Les animaux s’animent et commencent à tourner dans des mouvements sphériques au tour de l’adyton. La salle entière se restructure : les portes, les gradins, les couloirs, les murs, les escaliers, … se remodèlent. Nous voilà au milieu d’une sphère architecturale. Les douze animaux se rapprochent de la plate-forme et la touchent. En repartant vers les portes, ils laissent derrière eux des passerelles et escaliers qui nous relient à elle. Les avatars rentrent dans les portails qui deviennent des couloirs.

— Tout ça c’est bien joli, mais cela ne nous dit pas comment nous rendre au cœur de la tour, remarquai-je.

— Toutes les voies mènent à Tritione, mais elles ne sont pas toutes praticables par tout le monde, expliqua-Quentin.

— Cela veut dire que nous allons devoir nous séparer ? gémit-Eve.

— Commençons par chercher un chemin commun à tous, proposa-Indra.

— Il y a bien un chemin ouvert à tous, mais c’est également le plus compliqué à pratiquer, confirma-Quentin.

— Qu’attendons-nous pour y aller ? m’impatientai-je.

— C’est facile, il suffit à chacun de nous de compter le nombre de portes ouvertes. J’en vois douze, dit-Quentin.

— Seulement cinq, ajouta-Eve.

— Neuf, dit-Indra.

Je regarde les différents passages, mais ne distingue aucune ouverture. J’en désespère. Où que je regarde, des murs barrent le passage. Je tourne la tête vers la dernière porte, qui elle est ouverte.

— Je n’en vois seulement une, avouai-je.

— Parfait ! Laquelle ? s’enthousiasma-Quentin.

— Celle-là, désignai-je en montrant une voie au bout d’un escalier en colimaçon.

— Elle est fermée pour moi, objecta-Indra.

— Pour moi aussi, ajouta-Eve.

— C’est plus simple de s’ouvrir à de nouvelles voies quand plusieurs nous sont ouvertes, que quand on est limité à une. Le chemin que nous montre Sángô est celui de la connaissance. Il suffit pour ouvrir la porte de prendre une bouchée du fruit de l’arbre de la connaissance, expliqua-Quentin.

Quentin s’avance sur l’escalier en colimaçon et nous invite à le suivre. Je l’y suis, mais Indra et Eve ne semblent pas comprendre comment nous rejoindre. L’axe centrale de l’escalier est un tronc. En plus des marches, il porte aussi des branches avec des feuilles, des fleurs et des grenades. Notre guide tend le bras et cueille un fruit mur. Il épluche le fruit, redescend les marches et nous en propose. Eve prend quelques grains et les mets en bouche. Je devine qu’elle les savoure. Il m’en propose et j’en mange quelques-uns par politesse. Je trouve que ce fruit à un goût fade. Quentin se tourne vers Indra.

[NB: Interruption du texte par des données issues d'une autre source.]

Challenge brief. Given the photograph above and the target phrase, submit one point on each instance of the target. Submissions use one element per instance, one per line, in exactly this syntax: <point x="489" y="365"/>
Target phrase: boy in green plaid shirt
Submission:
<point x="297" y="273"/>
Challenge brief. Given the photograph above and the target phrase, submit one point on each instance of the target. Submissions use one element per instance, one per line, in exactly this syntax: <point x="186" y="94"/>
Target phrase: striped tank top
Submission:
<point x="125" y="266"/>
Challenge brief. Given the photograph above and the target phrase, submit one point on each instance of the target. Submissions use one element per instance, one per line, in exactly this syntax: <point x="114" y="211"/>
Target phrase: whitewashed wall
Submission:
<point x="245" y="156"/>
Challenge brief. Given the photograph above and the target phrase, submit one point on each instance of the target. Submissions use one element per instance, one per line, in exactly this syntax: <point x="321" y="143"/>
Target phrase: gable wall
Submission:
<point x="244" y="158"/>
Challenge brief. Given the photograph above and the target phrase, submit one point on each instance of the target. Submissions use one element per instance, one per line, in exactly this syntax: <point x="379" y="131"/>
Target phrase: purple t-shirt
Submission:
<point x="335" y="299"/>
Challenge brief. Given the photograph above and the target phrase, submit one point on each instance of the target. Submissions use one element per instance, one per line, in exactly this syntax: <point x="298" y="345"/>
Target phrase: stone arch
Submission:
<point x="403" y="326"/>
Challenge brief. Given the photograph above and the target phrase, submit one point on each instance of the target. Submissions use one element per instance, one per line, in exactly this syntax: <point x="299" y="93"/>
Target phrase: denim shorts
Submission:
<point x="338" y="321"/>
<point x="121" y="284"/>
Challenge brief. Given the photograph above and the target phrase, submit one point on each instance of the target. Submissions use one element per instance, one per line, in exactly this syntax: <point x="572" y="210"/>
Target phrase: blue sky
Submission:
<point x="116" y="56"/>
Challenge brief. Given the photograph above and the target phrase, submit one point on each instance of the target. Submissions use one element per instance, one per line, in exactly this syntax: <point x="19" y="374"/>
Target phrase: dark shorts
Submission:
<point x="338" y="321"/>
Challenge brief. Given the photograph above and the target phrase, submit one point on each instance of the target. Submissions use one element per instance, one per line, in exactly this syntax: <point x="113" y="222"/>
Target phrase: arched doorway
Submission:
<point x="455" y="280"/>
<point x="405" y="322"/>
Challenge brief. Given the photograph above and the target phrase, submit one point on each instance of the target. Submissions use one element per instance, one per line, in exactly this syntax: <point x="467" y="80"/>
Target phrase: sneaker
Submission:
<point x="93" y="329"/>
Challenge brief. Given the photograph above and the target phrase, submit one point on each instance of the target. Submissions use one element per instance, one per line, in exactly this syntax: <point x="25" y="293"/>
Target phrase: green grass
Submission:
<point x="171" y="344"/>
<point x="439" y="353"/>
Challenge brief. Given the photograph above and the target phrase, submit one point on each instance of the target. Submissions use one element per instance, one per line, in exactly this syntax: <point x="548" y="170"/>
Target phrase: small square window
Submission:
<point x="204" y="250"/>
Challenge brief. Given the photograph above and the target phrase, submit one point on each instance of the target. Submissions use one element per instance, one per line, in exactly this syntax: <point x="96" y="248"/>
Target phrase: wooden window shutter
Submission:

— Je suis en période de jeune, objecta-Indra.

— Il ne suffit que d’un grain, insista-Quentin.

— Vraiment délicieux et j’ai vu un escalier se former au tour du grenadier, dit-Eve.

D’un air contrarié Indra prend un grain et avale. A son tour Quentin prends plusieurs grains et les picore, un à un. Nous nous engageons sur l’escalier et allons vers le chemin du savoir. Soudainement les marches de l’escalier se mettent à tourner au tour de l’axe et à monter vers le portail. Je rattrape Eve qui manque de justesse de tomber. Indra reste impassible sans sourciller et Quentin semble surexcité. Les marches s’imbriquent les unes dans les autres et reforment un sol.

— Merci, m’adressa Eve en rougissant.

— De rien, répliquai-je en lâchant son bras.

— Nous voici dans le labyrinthe élémentaire, fit Quentin.

Le labyrinthe est un immense espace lumineux formé de piliers qui délimitent des cubes.

— Je ne vois pas en quoi c’est un labyrinthe, remarquai-je.

— Ne vous méprenez pas ! Sa structure semble simple et prévisible, mais en le parcourant on peut sacrément s’y perdre. Chaque cube a six faces. Quand nous sommes dans un cube, nous savons que la face qui est à nos pieds est celle par laquelle nous sommes entrés. C’est aussi la face par laquelle nous pouvons quitter la Tournaisscience. Celle-ci est différente de la face d’où nous venons ou autrement dit celle par laquelle on peut rebrousser chemin. Il y a une face cul-de-sac, qui quand nous essayons de la franchir, fait se refermer trois voies restantes. Une face pour se rapprocher d’un cube de notre objectif. Les deux dernières faces nous télé-portent, l’une plus prêt et l’autre plus loin de notre but, commenta-Quentin.

— Comment pouvons-nous nous y diriger ? demanda-Eve.

— Chaque cube symbolise un concept, qu’on peut définir avec les six notions qui le touchent. Ici, nous sommes dans le cube du « grain de grenade ». Il nous suffit de trouver la face qui a le plus de rapport avec le cœur de la tour, dit-Quentin.

— Pourquoi le nome t’on élémentaire ? questionna-Eve.

— Pour savoir cela, il faut observer les piliers différemment, répondit-Quentin.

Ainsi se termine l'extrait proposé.